Saturday, July 27, 2019

Organised Love


I never thought I needed you until you held my thoughts, and suddenly the burden was off. You held memory for me, and I could trust things big and small in the space you gave me.

Still. I never thought I’d be this old. Not in years but in emotion and all that’s taking a toll. And it is strange, so strange, that it comes down to saying this:

Remember to love.
Remember to love yourself.
Remember to care.
Remember what made you.
Remember not to break.

When did I begin to forget?
When did it stop being second nature?

Life is like the first book I finished reading, and as I read on to the sequel, I must remember certain things. But it is difficult some days to wake up with the weight of all that’s yet to be done, pressing against me and pushing me down before I ever stand up.
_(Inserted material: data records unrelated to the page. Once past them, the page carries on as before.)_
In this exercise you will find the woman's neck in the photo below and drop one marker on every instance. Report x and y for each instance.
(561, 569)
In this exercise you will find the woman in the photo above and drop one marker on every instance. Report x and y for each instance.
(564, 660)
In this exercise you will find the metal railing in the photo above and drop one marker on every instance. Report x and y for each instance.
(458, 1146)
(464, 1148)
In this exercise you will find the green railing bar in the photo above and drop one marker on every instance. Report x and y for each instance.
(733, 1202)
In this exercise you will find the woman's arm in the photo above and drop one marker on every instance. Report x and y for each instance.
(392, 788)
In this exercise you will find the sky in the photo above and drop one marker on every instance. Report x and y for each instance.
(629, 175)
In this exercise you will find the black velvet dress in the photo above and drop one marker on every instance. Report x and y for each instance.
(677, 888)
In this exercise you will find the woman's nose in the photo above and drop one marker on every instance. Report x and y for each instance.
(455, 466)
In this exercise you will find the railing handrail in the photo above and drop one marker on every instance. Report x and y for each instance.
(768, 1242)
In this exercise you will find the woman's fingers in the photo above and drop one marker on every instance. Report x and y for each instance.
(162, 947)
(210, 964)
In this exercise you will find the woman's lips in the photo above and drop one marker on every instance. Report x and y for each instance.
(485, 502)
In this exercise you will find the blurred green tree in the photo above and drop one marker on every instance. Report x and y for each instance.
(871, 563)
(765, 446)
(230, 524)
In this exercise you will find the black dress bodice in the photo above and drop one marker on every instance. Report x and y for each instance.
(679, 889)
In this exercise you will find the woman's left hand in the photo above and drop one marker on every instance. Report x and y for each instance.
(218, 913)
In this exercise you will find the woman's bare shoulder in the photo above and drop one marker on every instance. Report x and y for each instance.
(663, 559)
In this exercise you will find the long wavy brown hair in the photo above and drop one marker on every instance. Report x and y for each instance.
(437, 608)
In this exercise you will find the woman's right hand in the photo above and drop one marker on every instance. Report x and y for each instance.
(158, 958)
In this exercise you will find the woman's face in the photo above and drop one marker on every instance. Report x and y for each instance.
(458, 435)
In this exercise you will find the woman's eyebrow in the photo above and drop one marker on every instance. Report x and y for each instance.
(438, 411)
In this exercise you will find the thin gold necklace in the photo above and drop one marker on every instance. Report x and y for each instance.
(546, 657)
It is difficult to leave behind others.

Sometimes I want to be empty. Not to erase or fill myself with something else, but just to breathe in white, the blank sheet of a new leaf of paper, the rest before I begin the next chapter.
But I don’t trust myself. I don’t trust my mind; I think it will repress even love, because love has started to hurt.

And that’s when I met you. The one who gives me the freedom to let go. Who holds me without judgement and gives me back to myself when it’s time, when I am ready to take on the next line.

I give you all the things that make my life what it is, and you give me the assurance that I can survive every task.

Whatever makes the burden a little lighter, right?